Why Duterte’s big election promise was always doomed to fail

President Duterte made a presidential campaign promise to win back the disputed territory of Sabah.  He already knew he would never be able to deliver.

By Tan Zhi Xin, edited by Francesca Ross

The territorial battle over Sabah is a tussle between law and history. Malaysia claims the land based on the disputed words of a deal signed long ago. The Philippines claims it as it as the successor to a state that no longer exists.

President Duterte recently reached an agreement with Malaysian Prime Minister, Najib Razak to repatriate more than 7,000 undocumented Filipinos living in Sabah.  This is an historic achievement for the two countries that have been avoiding this thorny issue since 1977, but it implies a Filipino compromise. Duterte has previously said he wants the land for the Philippines.

This conflicting attitude is confusing. Is Duterte’s position just a gimmick to win voters?

Why does Sabah matter?

Malaysia is committed to its claim to Sabah because it plays a particularly important role in determining domestic politics. Voters in the region are strong supporters of the Barisan Nasional (BN) ruling coalition.

The opposition in Malaysia has not been able to capture the hearts of these rural voters, who are more concerned with bread and butter issues than with abstract issues like corruption or the weakening economy, and provide a comfortable cushion of electoral support for BN.

The ruling coalition needs Sabah

Their backing helped BN scrape through General Election 13 despite losing the popular vote. It is no surprise Prime Minister, Najib Razak said, “If I meet Duterte, I would defend Sabah’s sovereignty.”  He is also defending his job.

There are a substantial number of Filipino settlers in Sabah. This makes Manila’s claim on ownership of the state not a choice, but a necessity. The Philippines needs to have sovereign rights over Sabah in order to protect the rights of these citizens who say they are discriminated against and live in extreme fear.

The President’s approach has shifted

Duterte promised to pursue the sovereignty of Sabah, but how seriously should this be taken?
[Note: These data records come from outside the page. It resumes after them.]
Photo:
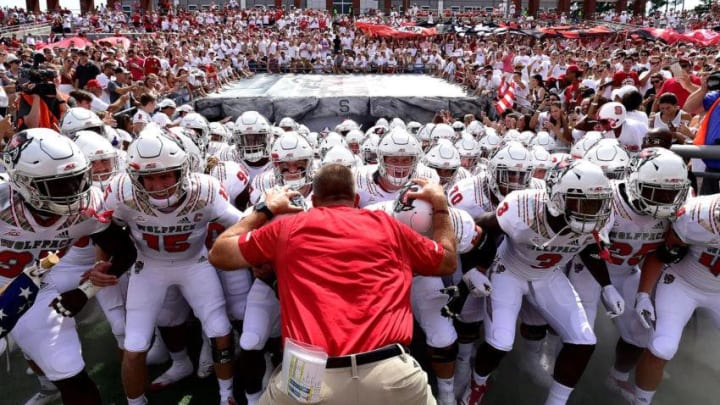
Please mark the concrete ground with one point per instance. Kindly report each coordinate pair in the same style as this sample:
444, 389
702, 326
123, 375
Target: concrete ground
691, 378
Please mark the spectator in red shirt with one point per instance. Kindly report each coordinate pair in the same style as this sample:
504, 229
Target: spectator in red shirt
681, 84
626, 75
136, 65
343, 288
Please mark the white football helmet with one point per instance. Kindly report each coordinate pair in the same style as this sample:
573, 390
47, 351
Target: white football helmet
657, 182
382, 122
509, 169
331, 140
585, 143
544, 139
415, 213
196, 159
339, 155
579, 191
48, 170
489, 143
354, 139
346, 126
413, 127
475, 128
78, 119
397, 123
445, 159
542, 161
458, 127
200, 128
287, 124
102, 155
292, 159
610, 156
368, 149
252, 136
612, 115
398, 156
423, 136
469, 150
442, 131
218, 132
152, 153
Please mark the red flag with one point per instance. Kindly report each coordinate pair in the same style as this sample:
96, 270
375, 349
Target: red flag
506, 96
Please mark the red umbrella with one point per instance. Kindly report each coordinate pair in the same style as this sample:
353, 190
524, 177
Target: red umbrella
78, 42
115, 41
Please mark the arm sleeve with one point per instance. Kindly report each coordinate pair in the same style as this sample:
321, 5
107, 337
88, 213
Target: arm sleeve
423, 255
259, 246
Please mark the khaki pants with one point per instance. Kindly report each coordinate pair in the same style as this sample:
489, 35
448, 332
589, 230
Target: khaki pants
398, 380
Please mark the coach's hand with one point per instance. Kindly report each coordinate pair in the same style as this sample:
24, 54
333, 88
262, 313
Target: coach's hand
278, 201
98, 274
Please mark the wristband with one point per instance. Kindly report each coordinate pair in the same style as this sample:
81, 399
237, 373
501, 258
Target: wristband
89, 289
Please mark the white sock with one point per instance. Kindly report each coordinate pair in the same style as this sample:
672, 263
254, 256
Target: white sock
559, 394
141, 400
465, 351
533, 346
225, 387
45, 384
642, 397
179, 356
619, 375
446, 384
478, 379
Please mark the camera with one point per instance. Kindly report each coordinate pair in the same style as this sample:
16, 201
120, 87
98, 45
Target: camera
40, 78
713, 81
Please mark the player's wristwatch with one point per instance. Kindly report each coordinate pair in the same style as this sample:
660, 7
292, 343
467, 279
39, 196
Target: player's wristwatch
263, 208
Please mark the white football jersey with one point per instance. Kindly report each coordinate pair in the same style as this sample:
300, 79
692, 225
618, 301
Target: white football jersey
369, 190
698, 225
466, 232
632, 236
531, 248
232, 176
472, 195
178, 235
23, 240
232, 154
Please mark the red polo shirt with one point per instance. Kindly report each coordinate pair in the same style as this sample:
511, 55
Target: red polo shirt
344, 275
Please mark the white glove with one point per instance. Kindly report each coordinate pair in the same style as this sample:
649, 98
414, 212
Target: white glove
645, 309
613, 301
478, 283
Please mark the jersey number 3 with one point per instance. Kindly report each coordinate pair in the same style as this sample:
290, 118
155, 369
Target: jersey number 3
167, 243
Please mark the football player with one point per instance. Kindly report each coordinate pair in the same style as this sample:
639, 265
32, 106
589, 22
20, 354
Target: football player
543, 230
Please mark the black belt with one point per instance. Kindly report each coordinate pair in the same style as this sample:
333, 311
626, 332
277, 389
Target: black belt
367, 357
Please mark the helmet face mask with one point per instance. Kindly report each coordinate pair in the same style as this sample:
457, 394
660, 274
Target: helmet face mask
580, 192
657, 183
292, 159
60, 194
159, 168
49, 171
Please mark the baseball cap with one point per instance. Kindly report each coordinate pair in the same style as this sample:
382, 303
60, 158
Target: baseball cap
573, 69
166, 103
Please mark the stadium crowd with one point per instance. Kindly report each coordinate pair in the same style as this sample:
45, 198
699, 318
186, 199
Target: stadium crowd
556, 191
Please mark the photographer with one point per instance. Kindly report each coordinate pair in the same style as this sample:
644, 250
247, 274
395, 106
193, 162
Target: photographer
40, 104
706, 99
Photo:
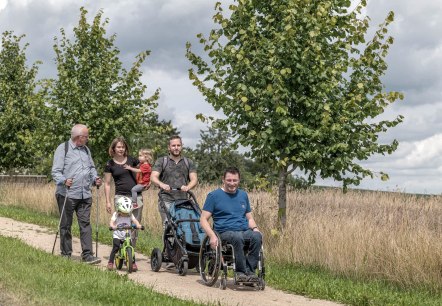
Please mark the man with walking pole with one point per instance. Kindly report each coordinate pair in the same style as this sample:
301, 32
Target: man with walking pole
74, 173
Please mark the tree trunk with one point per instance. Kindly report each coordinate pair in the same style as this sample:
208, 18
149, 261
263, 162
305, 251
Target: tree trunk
282, 196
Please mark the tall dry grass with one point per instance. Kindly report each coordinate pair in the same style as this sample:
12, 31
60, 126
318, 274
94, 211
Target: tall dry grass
392, 236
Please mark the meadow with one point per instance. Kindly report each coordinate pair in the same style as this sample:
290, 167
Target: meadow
365, 236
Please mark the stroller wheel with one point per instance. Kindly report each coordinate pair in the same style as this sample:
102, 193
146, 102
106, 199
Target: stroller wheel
182, 268
156, 259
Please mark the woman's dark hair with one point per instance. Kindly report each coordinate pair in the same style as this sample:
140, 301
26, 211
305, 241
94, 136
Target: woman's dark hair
114, 144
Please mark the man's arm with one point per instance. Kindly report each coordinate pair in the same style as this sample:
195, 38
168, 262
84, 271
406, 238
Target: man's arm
252, 223
155, 178
58, 166
204, 221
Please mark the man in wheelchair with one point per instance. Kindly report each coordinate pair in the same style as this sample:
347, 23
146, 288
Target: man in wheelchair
232, 220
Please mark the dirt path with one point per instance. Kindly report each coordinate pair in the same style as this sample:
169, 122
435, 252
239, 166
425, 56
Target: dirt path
165, 281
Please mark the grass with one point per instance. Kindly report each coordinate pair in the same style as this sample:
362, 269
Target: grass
308, 280
317, 282
146, 239
35, 277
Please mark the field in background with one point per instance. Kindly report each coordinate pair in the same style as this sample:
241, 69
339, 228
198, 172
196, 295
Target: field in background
368, 235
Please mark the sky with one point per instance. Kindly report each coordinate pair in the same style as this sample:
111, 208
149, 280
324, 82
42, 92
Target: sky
164, 27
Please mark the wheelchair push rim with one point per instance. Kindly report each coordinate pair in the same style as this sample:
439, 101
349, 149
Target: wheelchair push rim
209, 261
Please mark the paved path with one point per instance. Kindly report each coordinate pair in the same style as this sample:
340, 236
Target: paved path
165, 281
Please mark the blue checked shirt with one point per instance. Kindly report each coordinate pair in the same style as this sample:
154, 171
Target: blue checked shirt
79, 166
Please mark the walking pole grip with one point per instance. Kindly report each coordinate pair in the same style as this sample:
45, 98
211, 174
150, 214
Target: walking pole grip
96, 231
61, 216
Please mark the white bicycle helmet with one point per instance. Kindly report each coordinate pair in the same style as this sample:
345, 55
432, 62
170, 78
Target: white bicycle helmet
124, 205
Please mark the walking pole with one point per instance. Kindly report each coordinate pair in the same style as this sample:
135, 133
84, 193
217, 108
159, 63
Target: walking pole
96, 231
61, 216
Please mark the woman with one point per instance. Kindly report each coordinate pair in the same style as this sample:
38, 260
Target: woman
124, 179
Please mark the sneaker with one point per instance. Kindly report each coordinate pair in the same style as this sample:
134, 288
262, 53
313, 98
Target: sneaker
241, 277
91, 260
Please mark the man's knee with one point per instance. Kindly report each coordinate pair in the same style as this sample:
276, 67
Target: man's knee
234, 238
He said, “The proprietary claim of the heirs of the Sultan of Sulu and the people of the islands west of the Philippines cannot be ignored and abandoned by their own government.” Malaysian representatives shot back that they would not, “entertain any claims by any party on Sabah”.

This stance did not last for long. Merely months later, Duterte contradicted himself. His colleague and Agriculture Secretary, Manny Piñol, explained, “Duterte said the state of things as they stand today could no longer be undone and this includes the fact that Sabah is now one of the Federal States of Malaysia and that the people of Sabah have already expressed in a referendum their preference to stay with Malaysia.” Duterte did not even put discussion of the Sabah issue on the agenda when he last met Prime Minister Najib.

Duterte’s appointment of international law expert Perfecto Yasay as the secretary of the department of foreign affairs brought hopes of a reasoned approach to the delicate issue but there was little progress. He told reporters, “(the Sabah issue) may not be resolved within the shortest possible time (as) it may take many years before we could find a workable and acceptable solution.” Enrique Manalo has since replaced Yasay after he was forced to resign. Monalo’s position on Sabah is unclear.

Duterte used the Sabah issue as a way of gaining attention

Duterte initially used the Sabah issue to gain support ahead of the Presidential election he went on to win. He needed attention and the Sabah issue was ideal because it revolves around national dignity and territorial integrity. It has the potential to evoke some form of shared emotions within a segment of the populace.

The Sabah issue is age-old, and often trotted out by politicians to gain political mileage. Duterte was not the alone in promising to pursue Sabah. Jejomar Binay, the former vice President and 2016 Presidential candidate told reporters, “We will pursue our claim to Sabah. Why would we give up something that rightfully belongs to us?”

He must understand that the odds are against him

Duterte is a jurist and probably understands very well that the Philippines is at a huge disadvantage compared to Malaysia’s much stronger cultural and legal claim over Sabah. Sabah’s citizens have a clear sense of belonging to Malaysia. The state joined Malaysia in 1963 and its people have democratically voted in Malaysian general elections and enjoyed their rights.

No political parties or politicians, besides the descendants of the Sulu king, support the Sulu-Philippines claim. Chief Minister of Sabah, Musa Aman maintained that Sabah will continue to be part of the Malaysian Federation, and that Manila’s claim is “irrelevant”.

Salonga said the Philippines’ claim to Sabah is “without any historical, legal and moral basis”. Duterte must understand his chances of making good on his Sabah promises are equally weak.